1862: Michael Edwards was the headmaster and Eleanor Edwards was the workmistress, both Roman Catholics. There were 114 pupils, all Roman Catholic apart from 1 who was Church of Ireland. The Catechism was taught to the Catholic pupils on weekdays from 3pm to 3:10 pm and on Saturdays from 10am to 12 noon. There is a long list of nineteen locals who helped with the Catechism teaching.

1874: One male teacher and one female workmistress who between them received an annual salary of £40. There were 102 pupils, 51 boys and 51 girls.

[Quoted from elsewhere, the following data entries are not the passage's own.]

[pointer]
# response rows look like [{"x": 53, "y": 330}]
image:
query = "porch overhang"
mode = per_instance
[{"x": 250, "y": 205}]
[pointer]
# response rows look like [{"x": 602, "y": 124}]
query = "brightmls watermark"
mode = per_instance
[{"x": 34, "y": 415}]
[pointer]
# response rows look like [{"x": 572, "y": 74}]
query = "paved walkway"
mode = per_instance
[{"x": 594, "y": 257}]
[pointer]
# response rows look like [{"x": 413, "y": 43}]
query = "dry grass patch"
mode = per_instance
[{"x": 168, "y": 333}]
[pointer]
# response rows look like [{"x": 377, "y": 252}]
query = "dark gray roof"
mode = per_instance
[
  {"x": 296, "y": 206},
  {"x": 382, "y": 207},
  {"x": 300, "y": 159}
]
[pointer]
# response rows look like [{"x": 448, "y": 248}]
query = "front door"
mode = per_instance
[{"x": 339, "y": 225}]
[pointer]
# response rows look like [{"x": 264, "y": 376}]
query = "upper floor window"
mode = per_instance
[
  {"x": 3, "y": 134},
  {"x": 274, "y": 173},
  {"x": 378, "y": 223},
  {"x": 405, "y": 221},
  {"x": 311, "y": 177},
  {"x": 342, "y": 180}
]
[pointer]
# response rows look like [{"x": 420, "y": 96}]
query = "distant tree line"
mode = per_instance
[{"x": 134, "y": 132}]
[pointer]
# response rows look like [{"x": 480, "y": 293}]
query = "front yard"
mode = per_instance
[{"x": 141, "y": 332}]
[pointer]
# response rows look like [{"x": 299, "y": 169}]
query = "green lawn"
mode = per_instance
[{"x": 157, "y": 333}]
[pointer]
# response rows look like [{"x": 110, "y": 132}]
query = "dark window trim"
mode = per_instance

1890: There were 94 pupils.

==Census==

| Year | Population | Males | Females | Total Houses | Uninhabited |
|---|---|---|---|---|---|
| 1841 | 121 | 52 | 69 | 19 | 0 |
| 1851 | 88 | 40 | 48 | 17 | 2 |
| 1861 | 79 | 40 | 39 | 17 | 2 |
| 1871 | 57 | 27 | 30 | 12 | 1 |
| 1881 | 55 | 26 | 29 | 11 | 1 |
| 1891 | 54 | 29 | 25 | 11 | 0 |

In the 1901 census of Ireland, there are fourteen families listed in the townland and in the 1911 census of Ireland, there are fifteen families listed in the townland.

==Antiquities==

There seem to be no structures of historical interest in the townland apart from the site of the school and a Mass Rock used in the Penal Times of the 18th century.